The net result is good news for Pennsylvania, including the Delaware Valley.
“What many people don’t realize is that Delaware River and Bay region benefits from the energy resources being developed in northern and western Pennsylvania,” said Lisa Himber, acting president of the Maritime Exchange for the Delaware River and Bay. “We have seen those benefits firsthand over the last decade and anticipate it to continue. Investments in infrastructure are driving growth locally by making our region more attractive to new businesses and helping existing industries remain competitive in a global marketplace, all through lower energy costs.”
Jim Snell, business manager for Steamfitters Local 420, agrees.
“It doesn’t matter whether you live on a family farm in western Pennsylvania or in the more urban and industrial areas of Philadelphia and its surrounding counties, every community in our commonwealth benefits as a result of our growing role in the U.S. energy revolution.
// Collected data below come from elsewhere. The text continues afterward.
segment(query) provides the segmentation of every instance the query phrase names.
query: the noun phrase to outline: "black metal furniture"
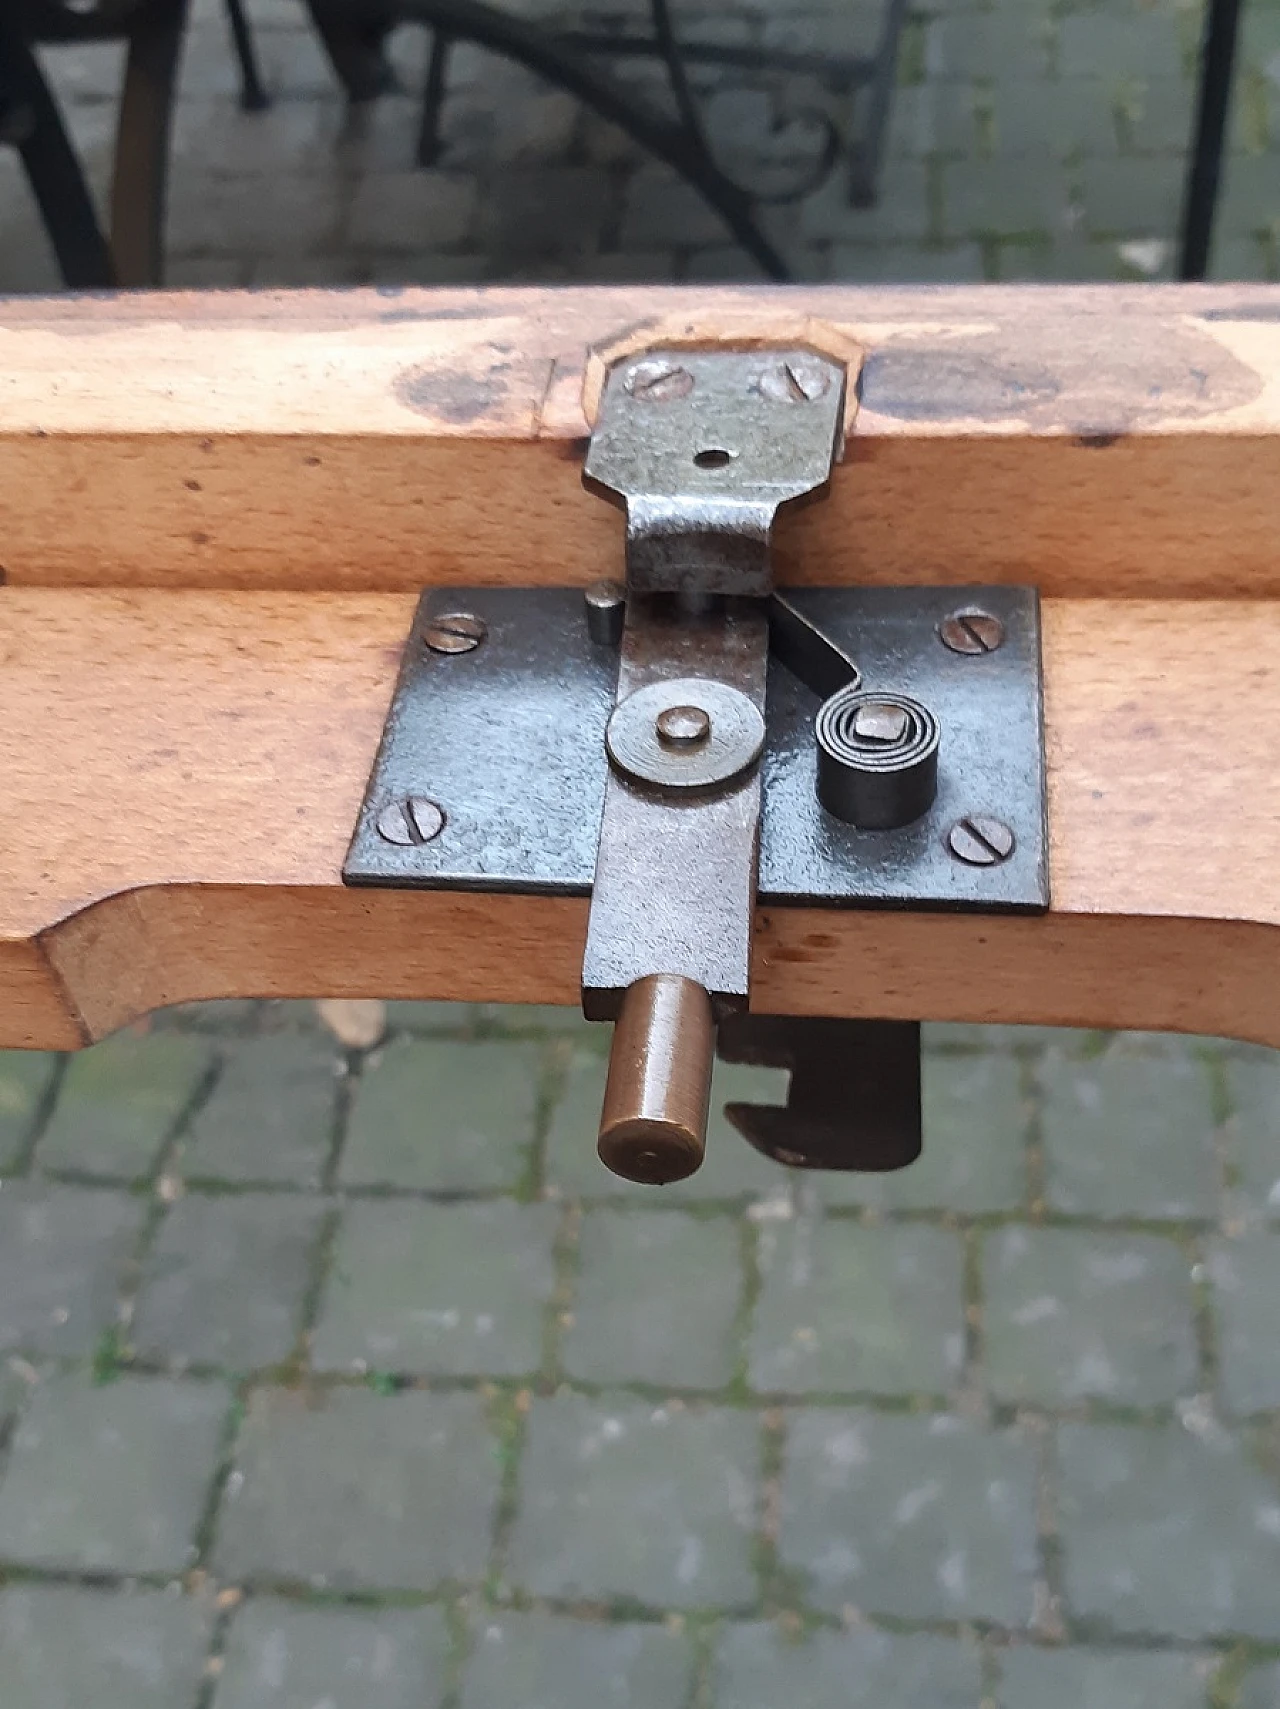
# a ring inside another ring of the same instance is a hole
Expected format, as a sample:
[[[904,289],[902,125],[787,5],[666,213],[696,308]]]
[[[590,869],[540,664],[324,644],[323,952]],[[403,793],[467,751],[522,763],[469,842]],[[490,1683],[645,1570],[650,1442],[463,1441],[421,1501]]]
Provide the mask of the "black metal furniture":
[[[79,289],[158,285],[178,59],[189,0],[3,0],[0,141],[17,147],[65,282]],[[266,104],[242,0],[226,0],[247,108]],[[99,223],[57,101],[36,57],[41,42],[123,41],[110,237]]]
[[[513,17],[488,0],[307,0],[307,5],[353,101],[369,100],[390,86],[382,44],[396,24],[411,20],[431,29],[418,150],[424,165],[435,161],[440,153],[440,117],[450,48],[456,41],[472,41],[527,66],[620,126],[701,192],[771,278],[786,279],[788,272],[761,227],[758,210],[763,204],[808,195],[842,156],[849,164],[851,201],[856,206],[868,206],[875,200],[906,0],[884,0],[875,51],[860,57],[787,53],[713,42],[683,43],[676,33],[670,0],[649,0],[652,29],[648,34],[557,30]],[[630,58],[656,59],[665,67],[674,116],[633,94],[601,64],[604,59]],[[860,93],[863,100],[857,129],[841,136],[825,112],[810,108],[797,113],[797,118],[812,121],[818,139],[813,162],[785,190],[764,194],[738,182],[717,163],[689,77],[688,68],[697,64],[803,77],[837,96]]]

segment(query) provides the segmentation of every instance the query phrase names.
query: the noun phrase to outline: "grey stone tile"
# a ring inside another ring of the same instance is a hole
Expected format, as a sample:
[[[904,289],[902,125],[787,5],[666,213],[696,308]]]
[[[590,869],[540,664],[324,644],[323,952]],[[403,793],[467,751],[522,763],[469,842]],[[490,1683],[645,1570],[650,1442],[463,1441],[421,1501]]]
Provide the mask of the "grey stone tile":
[[[0,1590],[4,1709],[187,1709],[210,1620],[165,1590],[10,1584]]]
[[[688,1697],[691,1663],[689,1640],[661,1626],[490,1616],[459,1709],[674,1709]]]
[[[764,1621],[725,1629],[714,1681],[717,1709],[978,1709],[982,1699],[975,1644],[870,1630],[796,1641]]]
[[[1056,1051],[1040,1068],[1048,1201],[1096,1217],[1210,1217],[1217,1203],[1209,1074],[1187,1057]]]
[[[1117,1633],[1280,1638],[1280,1493],[1239,1441],[1177,1425],[1059,1432],[1067,1603]]]
[[[622,220],[624,249],[722,244],[728,236],[724,221],[667,167],[642,166],[632,177]]]
[[[259,1389],[214,1547],[221,1578],[428,1590],[484,1570],[500,1467],[474,1395]]]
[[[997,84],[988,99],[995,153],[1022,161],[1028,178],[1077,152],[1115,155],[1115,84],[1096,71]]]
[[[1226,1076],[1239,1196],[1254,1215],[1280,1217],[1280,1052],[1228,1062]]]
[[[960,285],[983,276],[976,243],[924,245],[836,243],[831,278],[848,285]]]
[[[1016,1431],[945,1414],[801,1412],[787,1433],[779,1554],[807,1575],[816,1608],[1021,1626],[1035,1480]]]
[[[889,1175],[815,1173],[826,1205],[957,1211],[1016,1210],[1026,1198],[1030,1106],[1016,1057],[926,1053],[922,1065],[925,1147]]]
[[[387,1025],[408,1033],[466,1037],[475,1030],[477,1013],[474,1003],[388,1003]]]
[[[212,1709],[438,1709],[439,1608],[307,1608],[255,1597],[235,1616]]]
[[[288,1358],[323,1218],[282,1193],[181,1199],[143,1268],[133,1350],[232,1371]]]
[[[999,1709],[1204,1709],[1214,1663],[1183,1650],[1006,1650]]]
[[[590,1383],[722,1387],[737,1363],[741,1244],[727,1216],[588,1211],[565,1370]]]
[[[57,1062],[43,1050],[0,1051],[0,1175],[26,1149]]]
[[[0,1560],[126,1573],[190,1566],[228,1404],[216,1383],[50,1377],[0,1478]]]
[[[800,1216],[759,1235],[749,1340],[762,1393],[939,1394],[964,1359],[959,1236]]]
[[[956,12],[930,32],[928,75],[995,84],[1035,82],[1049,69],[1052,45],[1044,14],[1034,6]],[[1074,66],[1070,70],[1077,74]]]
[[[502,259],[592,255],[613,201],[609,175],[593,167],[510,167],[485,187],[477,236]]]
[[[127,1193],[7,1183],[0,1190],[0,1350],[91,1352],[116,1321],[144,1215]]]
[[[520,1376],[542,1359],[553,1205],[349,1204],[311,1338],[318,1370]]]
[[[360,247],[392,253],[448,249],[466,240],[475,212],[474,178],[421,168],[380,172],[357,184],[348,235]]]
[[[753,1602],[759,1455],[746,1412],[535,1400],[511,1583],[532,1596],[655,1608]]]
[[[1280,1709],[1280,1667],[1254,1668],[1247,1673],[1236,1709]]]
[[[340,1068],[336,1048],[317,1038],[273,1032],[229,1045],[178,1167],[197,1180],[317,1185]]]
[[[1077,12],[1058,34],[1058,67],[1064,77],[1172,77],[1183,74],[1178,24],[1171,9]]]
[[[529,1168],[536,1044],[393,1039],[365,1065],[341,1177],[436,1192],[511,1188]]]
[[[1065,167],[1028,172],[1020,160],[966,160],[943,168],[942,229],[948,238],[1052,236],[1067,228]]]
[[[888,160],[873,208],[855,208],[834,174],[800,207],[800,235],[811,242],[923,243],[932,227],[932,168],[922,160]]]
[[[1191,1277],[1171,1240],[1002,1229],[984,1243],[982,1292],[1001,1400],[1156,1406],[1195,1387]]]
[[[137,1180],[155,1166],[213,1061],[202,1039],[120,1032],[73,1056],[37,1147],[46,1169]]]
[[[1280,1407],[1280,1233],[1215,1242],[1209,1275],[1228,1408],[1248,1413]]]
[[[338,175],[320,169],[223,178],[209,162],[173,175],[168,242],[187,254],[232,249],[250,255],[334,253],[342,217]]]
[[[637,1204],[708,1203],[711,1200],[785,1198],[785,1169],[753,1151],[724,1117],[724,1106],[778,1103],[786,1097],[787,1076],[773,1068],[717,1063],[711,1083],[707,1156],[702,1168],[665,1187],[644,1187],[611,1174],[596,1155],[600,1106],[607,1064],[597,1050],[575,1051],[565,1085],[547,1129],[546,1179],[555,1192],[588,1199],[631,1199]]]
[[[1177,230],[1182,161],[1176,156],[1086,161],[1080,184],[1091,232],[1160,237]]]

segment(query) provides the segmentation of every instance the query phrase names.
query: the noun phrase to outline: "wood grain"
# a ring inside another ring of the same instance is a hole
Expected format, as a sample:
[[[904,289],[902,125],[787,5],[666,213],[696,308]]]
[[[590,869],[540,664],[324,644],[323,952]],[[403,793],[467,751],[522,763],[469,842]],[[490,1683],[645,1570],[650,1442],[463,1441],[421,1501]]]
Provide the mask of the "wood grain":
[[[347,890],[413,599],[0,592],[0,1044],[224,995],[574,1002],[581,901]],[[1043,919],[772,909],[755,1003],[1280,1044],[1280,602],[1050,600]]]
[[[11,298],[0,566],[44,586],[583,582],[621,552],[579,478],[603,356],[804,327],[865,353],[861,407],[829,501],[784,518],[784,580],[1280,596],[1268,286]]]

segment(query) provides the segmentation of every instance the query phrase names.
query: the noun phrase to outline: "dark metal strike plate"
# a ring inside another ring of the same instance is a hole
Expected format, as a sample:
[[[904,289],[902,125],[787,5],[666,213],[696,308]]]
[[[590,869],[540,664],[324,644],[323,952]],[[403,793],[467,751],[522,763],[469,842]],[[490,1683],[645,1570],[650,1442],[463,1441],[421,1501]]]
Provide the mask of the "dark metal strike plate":
[[[798,588],[786,599],[856,661],[864,689],[909,695],[931,709],[941,726],[938,792],[924,817],[901,829],[859,830],[828,814],[817,799],[813,736],[823,696],[771,655],[760,900],[1047,908],[1035,590]],[[966,611],[995,619],[998,647],[957,652],[944,644],[947,619]],[[469,650],[427,646],[428,624],[444,619],[447,631],[450,614],[479,619],[479,644],[464,635],[459,646]],[[589,895],[617,669],[616,651],[588,635],[577,590],[424,594],[345,882]],[[817,686],[831,692],[830,683]],[[964,827],[974,820],[979,829],[983,821],[1007,827],[1011,852],[971,838]]]

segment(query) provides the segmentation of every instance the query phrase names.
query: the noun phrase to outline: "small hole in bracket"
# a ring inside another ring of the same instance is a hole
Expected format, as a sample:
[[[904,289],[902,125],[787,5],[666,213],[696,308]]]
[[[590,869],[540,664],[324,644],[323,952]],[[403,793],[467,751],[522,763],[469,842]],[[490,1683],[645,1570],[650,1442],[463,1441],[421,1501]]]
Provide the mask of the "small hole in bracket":
[[[724,469],[736,455],[736,451],[726,451],[721,445],[709,445],[705,451],[695,452],[693,460],[700,469]]]

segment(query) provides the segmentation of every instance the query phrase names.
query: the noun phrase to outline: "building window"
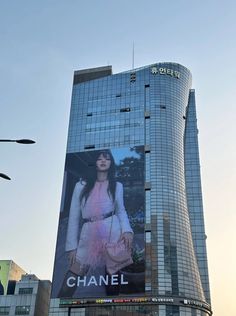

This abundance of natural gas has helped to save consumers billions of dollars in annual energy costs, improved air quality through the transition to cleaner-burning fuels for power generation, and boosted our economy through investments in energy infrastructure and supporting industries,” Snell said.
The overall increase in natural gas production is also a boon to the nation’s economy, one some fear President Joe Biden is going to undermine with his new energy policies.
Myron Ebell, who directs the Center on Energy and Environment at the libertarian Competitive Enterprise Institute’s Center on Energy and Environment, said the potential economic benefits of the state’s shale production are substantial “to the natural gas industry’s ability to find ways to keep lowering production costs in the face of low gas prices.
“Unfortunately, there are dark clouds on the political horizon. The Biden-Harris administration and the Democratic Congress are pursuing policies that would destroy America’s oil and gas industry while raising electric rates and gasoline prices for consumers.”
Not everyone agrees.
Max Sarinsky, a senior attorney for the left-leaning Institute for Policy Integrity at NYU School of Law, said he hoped states like Pennsylvania – which control most drilling regulations and tend to be friendlier to it than the federal government – will follow the Biden administration’s example of curtailing fossil fuel development while ramping up renewable energy production.
“States that want to improve public wellbeing should be competing to produce the most renewable energy, not natural gas,” Sarinsky said. “Natural gas warms the planet, damages the environment, and causes harm to local communities, while renewable energy is cheaper than ever and currently employs hundreds of thousands of Americans.”
Sarinsky added the International Energy Agency has concluded that “it is critical for governments to immediately halt fossil-fuel development in order to avoid the most dire impacts of climate change.”
Nonsense, says Katie Tubbs, senior policy analyst at the conservative Heritage Foundation, who notes Pennyslvania’s gas boom has also coincided with a 39 percent reduction in the state’s greenhouse gas emissions from the electricity sector.
“There’s a lot to be proud of,” she said.
Texas gas production may take another hit in the wake of Hurricane Ida, which shut down 90 percent of the industry in the Gulf of Mexico and sent energy futures soaring. Whether there will be lingering impacts from the storm remains to be seen.